GNU Tools Cauldron 2025

GNU Tools Cauldron 2025

Source Code Analysis and Navigation: the metadatabase
2025-09-28 , Auditorium B003 (170)

A proof-of-concept demonstration of a language-independent metadata database to support source-code interrogation and navigation. Such a database could support little-understood source-code analysis and functionality that is not available today at any price.

I propose that GCC be extended to produce such a database, probably from the gimple tree, as an affordance to tool developers.


Tool development for C++ in particular died on the vine in the 1990s, a victim of industry factors and perception. Today, commonly used tools like cscope and etags cannot distinguish between std::find and std::map::find. The etags file format was last updated in 1998 and in the introduction to its manual lists support for C++ as a desirable feature.

Even if these broken tools worked on their own terms, they would still be inadequate. Static analysis can show, for example, everywhere a variable is modified, and where its address is taken so that it could be modified, and the code paths by which that modification is effected. Static analysis can prove that a variable is not modified or a function is not called from some arbitrary module.
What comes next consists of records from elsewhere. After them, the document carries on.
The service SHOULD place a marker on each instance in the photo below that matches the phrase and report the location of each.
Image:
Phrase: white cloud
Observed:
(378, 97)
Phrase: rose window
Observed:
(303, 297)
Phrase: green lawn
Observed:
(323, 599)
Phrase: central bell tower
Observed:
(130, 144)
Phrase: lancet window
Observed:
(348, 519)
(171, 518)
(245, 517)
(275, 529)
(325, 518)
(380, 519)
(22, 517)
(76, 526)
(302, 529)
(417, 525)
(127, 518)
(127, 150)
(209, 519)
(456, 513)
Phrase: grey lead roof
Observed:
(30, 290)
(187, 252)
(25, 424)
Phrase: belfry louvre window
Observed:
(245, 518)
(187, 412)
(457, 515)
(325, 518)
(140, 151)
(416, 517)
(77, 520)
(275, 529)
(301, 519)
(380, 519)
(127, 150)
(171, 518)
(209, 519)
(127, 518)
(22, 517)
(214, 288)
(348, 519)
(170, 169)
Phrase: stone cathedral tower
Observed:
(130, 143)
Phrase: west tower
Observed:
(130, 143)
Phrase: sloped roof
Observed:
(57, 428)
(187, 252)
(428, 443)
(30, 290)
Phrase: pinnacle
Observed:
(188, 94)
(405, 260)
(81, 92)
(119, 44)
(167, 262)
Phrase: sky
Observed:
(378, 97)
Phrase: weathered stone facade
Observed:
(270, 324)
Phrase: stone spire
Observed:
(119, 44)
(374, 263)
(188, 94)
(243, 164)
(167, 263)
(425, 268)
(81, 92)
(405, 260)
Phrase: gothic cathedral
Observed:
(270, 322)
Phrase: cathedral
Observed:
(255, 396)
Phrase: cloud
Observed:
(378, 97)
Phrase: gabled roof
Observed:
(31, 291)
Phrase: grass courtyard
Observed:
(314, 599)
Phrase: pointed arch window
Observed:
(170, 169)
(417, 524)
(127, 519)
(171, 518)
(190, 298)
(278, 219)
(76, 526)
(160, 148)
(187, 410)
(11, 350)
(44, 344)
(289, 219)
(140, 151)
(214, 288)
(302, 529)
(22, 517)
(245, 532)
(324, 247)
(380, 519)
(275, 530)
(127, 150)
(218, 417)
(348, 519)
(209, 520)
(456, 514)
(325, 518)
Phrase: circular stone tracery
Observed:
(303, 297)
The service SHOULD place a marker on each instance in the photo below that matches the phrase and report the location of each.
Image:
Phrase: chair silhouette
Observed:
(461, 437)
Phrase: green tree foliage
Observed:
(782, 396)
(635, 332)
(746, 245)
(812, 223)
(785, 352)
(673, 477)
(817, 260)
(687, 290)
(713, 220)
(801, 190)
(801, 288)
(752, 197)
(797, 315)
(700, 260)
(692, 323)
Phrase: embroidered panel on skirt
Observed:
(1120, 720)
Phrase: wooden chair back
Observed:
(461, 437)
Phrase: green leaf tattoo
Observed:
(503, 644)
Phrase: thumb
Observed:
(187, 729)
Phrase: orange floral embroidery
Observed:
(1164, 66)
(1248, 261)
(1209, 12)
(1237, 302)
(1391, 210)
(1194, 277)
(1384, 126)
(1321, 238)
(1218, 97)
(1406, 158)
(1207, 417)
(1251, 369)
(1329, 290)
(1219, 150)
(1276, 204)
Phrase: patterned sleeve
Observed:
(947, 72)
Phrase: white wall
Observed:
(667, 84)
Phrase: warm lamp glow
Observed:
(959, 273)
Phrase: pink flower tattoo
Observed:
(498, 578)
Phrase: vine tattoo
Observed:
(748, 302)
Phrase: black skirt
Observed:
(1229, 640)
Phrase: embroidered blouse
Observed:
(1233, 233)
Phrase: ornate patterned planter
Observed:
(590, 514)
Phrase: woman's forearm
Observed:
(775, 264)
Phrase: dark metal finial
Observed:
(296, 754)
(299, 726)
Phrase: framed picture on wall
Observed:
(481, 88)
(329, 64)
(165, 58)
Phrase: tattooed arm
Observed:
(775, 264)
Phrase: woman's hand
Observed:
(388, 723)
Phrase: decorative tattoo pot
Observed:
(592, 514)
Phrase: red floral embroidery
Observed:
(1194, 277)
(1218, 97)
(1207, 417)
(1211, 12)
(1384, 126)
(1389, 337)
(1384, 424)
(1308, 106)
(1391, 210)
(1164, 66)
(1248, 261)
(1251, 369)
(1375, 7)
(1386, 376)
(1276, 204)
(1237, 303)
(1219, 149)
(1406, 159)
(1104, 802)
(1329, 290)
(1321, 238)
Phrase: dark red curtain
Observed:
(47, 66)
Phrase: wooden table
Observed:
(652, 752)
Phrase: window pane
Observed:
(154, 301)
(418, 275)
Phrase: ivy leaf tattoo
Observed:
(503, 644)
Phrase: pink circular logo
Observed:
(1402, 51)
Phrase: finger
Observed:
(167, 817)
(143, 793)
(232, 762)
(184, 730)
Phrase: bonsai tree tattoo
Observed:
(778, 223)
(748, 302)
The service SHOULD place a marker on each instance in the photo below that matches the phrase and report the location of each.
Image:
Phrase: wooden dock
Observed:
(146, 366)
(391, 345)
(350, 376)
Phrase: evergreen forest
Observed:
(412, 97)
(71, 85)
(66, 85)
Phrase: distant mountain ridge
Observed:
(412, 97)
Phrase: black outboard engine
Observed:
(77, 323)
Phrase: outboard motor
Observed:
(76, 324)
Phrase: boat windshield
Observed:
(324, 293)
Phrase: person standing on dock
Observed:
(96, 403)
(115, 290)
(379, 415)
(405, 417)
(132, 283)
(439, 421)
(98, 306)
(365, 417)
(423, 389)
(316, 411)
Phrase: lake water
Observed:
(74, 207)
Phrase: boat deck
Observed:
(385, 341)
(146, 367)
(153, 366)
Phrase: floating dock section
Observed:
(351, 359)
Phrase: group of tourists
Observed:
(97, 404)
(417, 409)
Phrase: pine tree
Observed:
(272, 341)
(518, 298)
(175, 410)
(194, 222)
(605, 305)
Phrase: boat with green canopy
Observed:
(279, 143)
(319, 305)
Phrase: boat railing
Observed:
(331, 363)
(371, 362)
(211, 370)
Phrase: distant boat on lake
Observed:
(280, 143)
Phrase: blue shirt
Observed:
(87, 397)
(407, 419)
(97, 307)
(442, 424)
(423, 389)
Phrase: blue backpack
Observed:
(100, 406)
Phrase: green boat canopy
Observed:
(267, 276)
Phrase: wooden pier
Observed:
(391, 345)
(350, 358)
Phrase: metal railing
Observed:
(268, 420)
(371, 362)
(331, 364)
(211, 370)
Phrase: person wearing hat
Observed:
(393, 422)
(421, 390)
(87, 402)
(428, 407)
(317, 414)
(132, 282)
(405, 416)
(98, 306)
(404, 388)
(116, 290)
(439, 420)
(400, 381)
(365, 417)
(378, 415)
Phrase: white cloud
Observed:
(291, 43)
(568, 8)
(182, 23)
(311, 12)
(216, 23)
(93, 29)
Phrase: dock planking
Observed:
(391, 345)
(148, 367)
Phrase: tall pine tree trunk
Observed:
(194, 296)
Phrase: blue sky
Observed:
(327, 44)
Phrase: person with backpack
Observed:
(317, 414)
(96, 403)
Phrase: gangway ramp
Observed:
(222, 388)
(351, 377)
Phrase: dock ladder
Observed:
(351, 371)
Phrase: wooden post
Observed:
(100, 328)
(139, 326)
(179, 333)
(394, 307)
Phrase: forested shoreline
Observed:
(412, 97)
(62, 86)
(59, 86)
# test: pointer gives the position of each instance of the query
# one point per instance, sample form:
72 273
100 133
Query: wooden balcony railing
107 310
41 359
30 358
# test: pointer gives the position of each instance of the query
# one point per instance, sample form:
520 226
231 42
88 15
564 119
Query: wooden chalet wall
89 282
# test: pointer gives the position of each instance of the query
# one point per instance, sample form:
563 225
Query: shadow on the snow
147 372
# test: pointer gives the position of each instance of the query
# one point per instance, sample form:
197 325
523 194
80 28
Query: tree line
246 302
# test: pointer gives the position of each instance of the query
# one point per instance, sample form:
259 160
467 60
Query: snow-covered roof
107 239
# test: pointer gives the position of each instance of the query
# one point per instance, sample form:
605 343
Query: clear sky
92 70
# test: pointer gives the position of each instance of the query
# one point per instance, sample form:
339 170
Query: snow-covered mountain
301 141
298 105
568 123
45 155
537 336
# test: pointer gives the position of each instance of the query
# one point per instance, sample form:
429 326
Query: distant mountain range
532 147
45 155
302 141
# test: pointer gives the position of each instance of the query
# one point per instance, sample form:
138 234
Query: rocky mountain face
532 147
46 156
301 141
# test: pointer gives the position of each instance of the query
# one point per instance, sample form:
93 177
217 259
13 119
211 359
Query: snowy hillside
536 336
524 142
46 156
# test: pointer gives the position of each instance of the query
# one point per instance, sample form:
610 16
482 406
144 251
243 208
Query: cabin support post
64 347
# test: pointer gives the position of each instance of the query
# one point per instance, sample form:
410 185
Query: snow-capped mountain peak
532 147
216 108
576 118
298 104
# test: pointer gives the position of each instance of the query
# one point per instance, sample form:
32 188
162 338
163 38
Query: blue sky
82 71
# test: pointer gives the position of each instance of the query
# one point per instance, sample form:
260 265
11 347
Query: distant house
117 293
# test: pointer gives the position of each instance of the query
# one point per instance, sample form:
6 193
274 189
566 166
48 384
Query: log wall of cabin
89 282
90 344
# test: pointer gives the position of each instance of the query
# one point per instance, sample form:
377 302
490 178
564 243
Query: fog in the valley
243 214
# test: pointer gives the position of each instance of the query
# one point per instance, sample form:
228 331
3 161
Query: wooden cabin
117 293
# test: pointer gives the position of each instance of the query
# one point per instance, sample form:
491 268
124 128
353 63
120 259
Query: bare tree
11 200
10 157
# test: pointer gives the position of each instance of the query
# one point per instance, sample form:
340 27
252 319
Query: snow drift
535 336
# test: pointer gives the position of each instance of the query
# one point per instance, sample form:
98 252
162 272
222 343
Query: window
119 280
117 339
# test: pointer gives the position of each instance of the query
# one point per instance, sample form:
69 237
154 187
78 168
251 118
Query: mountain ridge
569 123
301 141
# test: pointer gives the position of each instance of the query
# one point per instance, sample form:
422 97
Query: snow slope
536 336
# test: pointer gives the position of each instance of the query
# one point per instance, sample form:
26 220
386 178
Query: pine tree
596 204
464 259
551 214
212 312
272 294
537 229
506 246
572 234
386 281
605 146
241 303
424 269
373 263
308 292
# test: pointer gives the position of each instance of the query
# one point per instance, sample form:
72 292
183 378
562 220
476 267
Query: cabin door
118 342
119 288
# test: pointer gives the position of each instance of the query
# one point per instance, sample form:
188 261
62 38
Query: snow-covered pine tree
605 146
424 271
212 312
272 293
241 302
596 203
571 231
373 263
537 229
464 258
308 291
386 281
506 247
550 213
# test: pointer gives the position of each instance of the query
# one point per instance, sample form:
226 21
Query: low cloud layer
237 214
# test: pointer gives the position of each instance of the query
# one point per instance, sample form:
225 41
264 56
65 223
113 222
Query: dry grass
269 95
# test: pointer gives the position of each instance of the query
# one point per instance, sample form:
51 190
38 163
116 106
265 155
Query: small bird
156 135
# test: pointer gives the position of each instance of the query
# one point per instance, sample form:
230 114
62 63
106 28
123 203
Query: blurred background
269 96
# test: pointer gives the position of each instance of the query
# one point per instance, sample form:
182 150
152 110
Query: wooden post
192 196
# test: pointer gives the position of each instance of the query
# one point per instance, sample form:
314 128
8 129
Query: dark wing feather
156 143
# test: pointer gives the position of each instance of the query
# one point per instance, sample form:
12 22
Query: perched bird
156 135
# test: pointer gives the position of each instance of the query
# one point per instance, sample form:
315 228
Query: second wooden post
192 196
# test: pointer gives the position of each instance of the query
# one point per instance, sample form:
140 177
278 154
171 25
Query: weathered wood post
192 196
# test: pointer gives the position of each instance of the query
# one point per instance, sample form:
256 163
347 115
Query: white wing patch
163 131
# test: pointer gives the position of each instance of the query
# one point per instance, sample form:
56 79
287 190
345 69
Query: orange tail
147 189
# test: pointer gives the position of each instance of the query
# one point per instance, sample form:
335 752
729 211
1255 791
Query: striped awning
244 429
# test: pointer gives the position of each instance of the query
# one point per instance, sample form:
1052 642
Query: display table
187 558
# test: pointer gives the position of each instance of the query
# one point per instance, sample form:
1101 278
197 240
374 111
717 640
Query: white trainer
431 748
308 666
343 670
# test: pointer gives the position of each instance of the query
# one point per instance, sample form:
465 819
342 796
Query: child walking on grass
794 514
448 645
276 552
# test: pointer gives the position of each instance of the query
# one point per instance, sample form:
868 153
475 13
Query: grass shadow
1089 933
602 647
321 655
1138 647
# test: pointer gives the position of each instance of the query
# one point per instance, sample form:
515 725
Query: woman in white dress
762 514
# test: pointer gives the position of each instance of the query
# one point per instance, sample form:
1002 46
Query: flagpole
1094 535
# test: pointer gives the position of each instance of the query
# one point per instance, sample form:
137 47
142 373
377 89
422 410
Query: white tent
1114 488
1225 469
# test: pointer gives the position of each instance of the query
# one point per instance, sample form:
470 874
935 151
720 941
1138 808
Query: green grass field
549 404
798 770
But no tool does those things. A moment's consideration reveals why: to analyze, say, C++, a tool must first parse C++, a famously difficult proposition. For GCC, though, that is a solved problem. Let's externalize what the gcc parsers do, so tool developers can exploit them.

See also:

James worked for many years on Wall Street on quantitative research systems, implementing algorithms and designing databases to support them. For a decade he was the maintainer for FreeTDS (www.freetds.org), a client library for SQL Server. For the last several years, he's been extending gcc to recognize COBOL, with the (so far) secret ambition of enticing mainframe shops to embrace GCC and Linux.